What We Want Is Perfectly Made Home Produced Toys

Oliver Fodor

It often happens when I meet some acquaintance or stranger and we get talking about our toystore, that the sentence is spoken: „Oh, that toystore of yours, that’s with those wooden toys“. I must then correct him, pointing out that most of our products are not wooden. I take this association to be some sort of nostalgia, a longing for something that has been lost. I think people do carry within them a yearning to return to fundamental values, to Nature, to wood. In business, however, things have been otherwise for a long time. During the first years wooden toys did not figure in prominent places in the salesroom and it took customers a few years before they progressed from positive words to action. I think that was mainly because of the higher price and possibly also that the colours were less striking than what is usual on plastic products. Today the situation is different. In Slovakia a relatively stable group of customers has taken shape, who are prepared to pay for the significance and quality of the toy.

In the designer toys category this development is slower, and thus far they are still in search of their place in the Slovak market. In the beginning, from personal conviction, we invested in the tip-top designer range – Naef Spiele, the Swiss manufacturer of wooden objects. Right away we found a few enthusiasts for this unique design, but to this day I’ve got most of my first order from four years ago still in stock. It’s different with those designer toys where function and capacity for use play a role. An example of such toys is the Cuboro and Xyloba marble runs, or the home construction sets Gringo and Brico. These have found their public, in spite of the relatively high price, and they enjoy growing interest.

At the moment the reality is that we import the great majority of our stock from abroad, either directly from European manufacturers or from wholesale agents of theirs within easy access. Our original aim was to give preference to European products from original workshops. Production, however, is mainly being done in Asia, or elsewhere overseas. By now there only a few producers who are capable of manufacturing in Slovak workshops under competitive conditions. A number of East European producers, particularly in the Czech Republic and Poland, have responded to this reality and are seeking to compete with local products against a relatively wide global supply. From my point of view, however, they have not managed to emerge from the shadow of already-presented concepts of East European producers which they copy and repeat, and they are producing cheap imitations of already well-known toys, often also at the expense of quality.

In our domestic context we have so far not managed to connect with modern trends to any great extent. The original traditions of craft production have thus far not been revived, or where they have been, they have remained on the level of decorative folk objects. Essentially there is only one Slovak producer that has managed to establish itself with a finished concept on the European market, the Spiš firm Veva. Another link in the chain is an adopted Slovak brand in Germany: the producer of the Janoschik wooden training bikes. Mr. Vanečko, its founder, put together a finished concept based on attractive designs and the use of original materials. Recently we have seen a new phenomenon of the revival of toymaking, and I am tremendously pleased by the shape it is taking. I meet young people who are working on new toy designs of their own and who are also capable of carrying them through to high-quality finished products. Examples are Haraburdart or Villo.in, also Nikart, or Tuli with its products for children. Also encouraging is the fact that these domestic designs are not copying already-existing brands but rather bringing innovation to bear, giving things a new character. In our toystore we are determined to support and promote this local manufacture to the greatest possible extent. We have very much welcomed the emergence of the hravo project, which supports young toymakers in bringing their ideas to fruition in completed form. One essentially positive contribution of the project is its complex view of toymaking and its attempt to achieve a finished product.

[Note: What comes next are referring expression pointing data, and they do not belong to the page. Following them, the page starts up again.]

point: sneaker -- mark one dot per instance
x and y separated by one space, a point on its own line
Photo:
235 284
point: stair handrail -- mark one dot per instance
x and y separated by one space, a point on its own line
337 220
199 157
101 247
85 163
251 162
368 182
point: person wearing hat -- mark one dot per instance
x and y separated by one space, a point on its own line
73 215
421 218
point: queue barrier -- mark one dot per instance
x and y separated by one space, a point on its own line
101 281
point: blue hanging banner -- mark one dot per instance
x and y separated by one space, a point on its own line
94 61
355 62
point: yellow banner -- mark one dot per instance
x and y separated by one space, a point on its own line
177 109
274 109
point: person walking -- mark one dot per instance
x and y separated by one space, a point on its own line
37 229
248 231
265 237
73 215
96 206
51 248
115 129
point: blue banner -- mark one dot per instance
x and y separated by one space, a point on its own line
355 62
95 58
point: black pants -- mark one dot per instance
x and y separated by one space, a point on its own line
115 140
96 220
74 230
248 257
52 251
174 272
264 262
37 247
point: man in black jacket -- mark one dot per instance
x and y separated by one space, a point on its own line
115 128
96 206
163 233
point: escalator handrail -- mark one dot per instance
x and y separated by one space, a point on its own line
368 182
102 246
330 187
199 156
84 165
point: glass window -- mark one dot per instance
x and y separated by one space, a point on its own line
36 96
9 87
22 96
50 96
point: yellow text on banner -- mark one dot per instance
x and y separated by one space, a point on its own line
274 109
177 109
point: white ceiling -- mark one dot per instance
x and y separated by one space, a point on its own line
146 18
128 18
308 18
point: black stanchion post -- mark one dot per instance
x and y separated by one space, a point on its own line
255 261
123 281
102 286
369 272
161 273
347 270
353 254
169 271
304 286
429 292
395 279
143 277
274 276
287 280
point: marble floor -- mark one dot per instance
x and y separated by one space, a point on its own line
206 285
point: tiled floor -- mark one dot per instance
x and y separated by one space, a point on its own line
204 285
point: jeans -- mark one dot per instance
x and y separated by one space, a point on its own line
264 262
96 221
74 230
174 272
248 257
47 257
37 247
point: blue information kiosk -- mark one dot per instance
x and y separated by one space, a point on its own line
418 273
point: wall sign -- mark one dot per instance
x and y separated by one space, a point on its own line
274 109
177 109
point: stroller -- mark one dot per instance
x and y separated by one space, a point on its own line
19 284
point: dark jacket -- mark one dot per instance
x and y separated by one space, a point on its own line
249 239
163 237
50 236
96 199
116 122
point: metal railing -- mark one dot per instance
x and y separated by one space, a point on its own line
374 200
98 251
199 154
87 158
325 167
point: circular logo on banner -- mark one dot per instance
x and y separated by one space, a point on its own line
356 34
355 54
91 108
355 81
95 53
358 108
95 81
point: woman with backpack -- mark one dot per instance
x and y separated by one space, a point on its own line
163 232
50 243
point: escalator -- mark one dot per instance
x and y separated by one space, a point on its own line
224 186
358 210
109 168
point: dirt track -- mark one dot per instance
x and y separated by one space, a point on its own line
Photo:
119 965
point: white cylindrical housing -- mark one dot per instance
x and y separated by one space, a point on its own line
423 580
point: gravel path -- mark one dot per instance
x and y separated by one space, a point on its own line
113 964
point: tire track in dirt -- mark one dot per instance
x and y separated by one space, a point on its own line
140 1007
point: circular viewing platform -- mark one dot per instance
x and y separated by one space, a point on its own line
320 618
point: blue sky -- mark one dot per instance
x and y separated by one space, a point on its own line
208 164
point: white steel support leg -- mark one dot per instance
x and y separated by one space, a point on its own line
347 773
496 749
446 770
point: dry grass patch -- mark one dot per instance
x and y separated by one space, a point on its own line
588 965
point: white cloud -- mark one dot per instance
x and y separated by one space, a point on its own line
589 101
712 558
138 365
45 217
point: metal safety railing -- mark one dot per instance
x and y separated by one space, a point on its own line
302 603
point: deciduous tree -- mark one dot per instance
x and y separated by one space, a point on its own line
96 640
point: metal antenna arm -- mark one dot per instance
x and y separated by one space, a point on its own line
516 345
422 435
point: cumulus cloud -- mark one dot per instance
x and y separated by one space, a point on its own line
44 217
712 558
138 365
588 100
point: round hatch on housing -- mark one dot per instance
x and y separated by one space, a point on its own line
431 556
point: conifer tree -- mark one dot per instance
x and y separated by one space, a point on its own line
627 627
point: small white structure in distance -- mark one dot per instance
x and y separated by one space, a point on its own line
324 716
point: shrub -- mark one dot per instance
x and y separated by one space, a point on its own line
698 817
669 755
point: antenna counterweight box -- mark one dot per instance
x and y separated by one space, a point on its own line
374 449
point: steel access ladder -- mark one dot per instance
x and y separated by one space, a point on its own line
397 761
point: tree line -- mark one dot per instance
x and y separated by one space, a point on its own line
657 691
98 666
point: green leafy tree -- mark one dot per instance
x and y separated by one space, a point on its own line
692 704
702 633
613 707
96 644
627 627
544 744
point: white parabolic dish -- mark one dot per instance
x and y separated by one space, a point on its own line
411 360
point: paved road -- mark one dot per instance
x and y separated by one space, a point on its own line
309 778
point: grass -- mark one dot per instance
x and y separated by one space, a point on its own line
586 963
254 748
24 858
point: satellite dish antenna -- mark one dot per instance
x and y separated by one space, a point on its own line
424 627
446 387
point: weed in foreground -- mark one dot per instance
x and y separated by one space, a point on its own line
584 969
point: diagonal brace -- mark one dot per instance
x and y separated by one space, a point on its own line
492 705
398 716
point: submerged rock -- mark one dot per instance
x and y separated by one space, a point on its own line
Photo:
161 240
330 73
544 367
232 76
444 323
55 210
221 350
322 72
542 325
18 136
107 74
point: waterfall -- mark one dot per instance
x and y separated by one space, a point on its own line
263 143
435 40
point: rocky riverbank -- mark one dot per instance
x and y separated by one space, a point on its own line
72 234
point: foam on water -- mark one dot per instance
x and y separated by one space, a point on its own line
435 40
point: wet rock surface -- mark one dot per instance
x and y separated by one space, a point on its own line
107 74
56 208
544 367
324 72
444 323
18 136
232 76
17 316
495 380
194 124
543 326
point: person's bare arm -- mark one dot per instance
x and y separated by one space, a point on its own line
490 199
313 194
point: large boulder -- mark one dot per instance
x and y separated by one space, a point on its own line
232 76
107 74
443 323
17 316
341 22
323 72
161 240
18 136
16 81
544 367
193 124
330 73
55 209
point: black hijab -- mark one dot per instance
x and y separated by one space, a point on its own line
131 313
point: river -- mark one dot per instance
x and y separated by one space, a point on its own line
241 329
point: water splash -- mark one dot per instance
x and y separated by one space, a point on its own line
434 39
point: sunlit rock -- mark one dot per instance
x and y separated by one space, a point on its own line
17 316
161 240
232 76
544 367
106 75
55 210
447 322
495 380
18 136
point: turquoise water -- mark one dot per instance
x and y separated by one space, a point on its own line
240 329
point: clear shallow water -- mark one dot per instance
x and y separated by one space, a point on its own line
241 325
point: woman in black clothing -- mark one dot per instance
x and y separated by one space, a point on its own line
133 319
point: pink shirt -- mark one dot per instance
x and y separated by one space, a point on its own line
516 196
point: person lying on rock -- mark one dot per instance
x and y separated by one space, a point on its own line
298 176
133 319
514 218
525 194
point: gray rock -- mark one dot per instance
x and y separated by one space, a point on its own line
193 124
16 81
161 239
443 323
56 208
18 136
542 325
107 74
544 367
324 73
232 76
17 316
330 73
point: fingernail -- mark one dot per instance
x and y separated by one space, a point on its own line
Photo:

New producers have to complete a fearsome journey of seeking their position in the market, conceiving their price formation and distribution strategy, presentation on the world market, and other components of the marketing process, if they are to assert themselves in this tremendously competitive field. But I can sense a great potential in these enthusiasts of ours, something like a combination of sensitive art, ideas, usable design, feeling for quality and durability, along with a humility and modesty, which gives a unique dimension to their new products. I believe that one day we will be able to offer high-quality toys of domestic manufacture in our shops. We have the basic preconditions for that in Slovakia: after all, one top-range manufacturer of ours from Germany has acknowledged that he has the material for his products transported from our forests.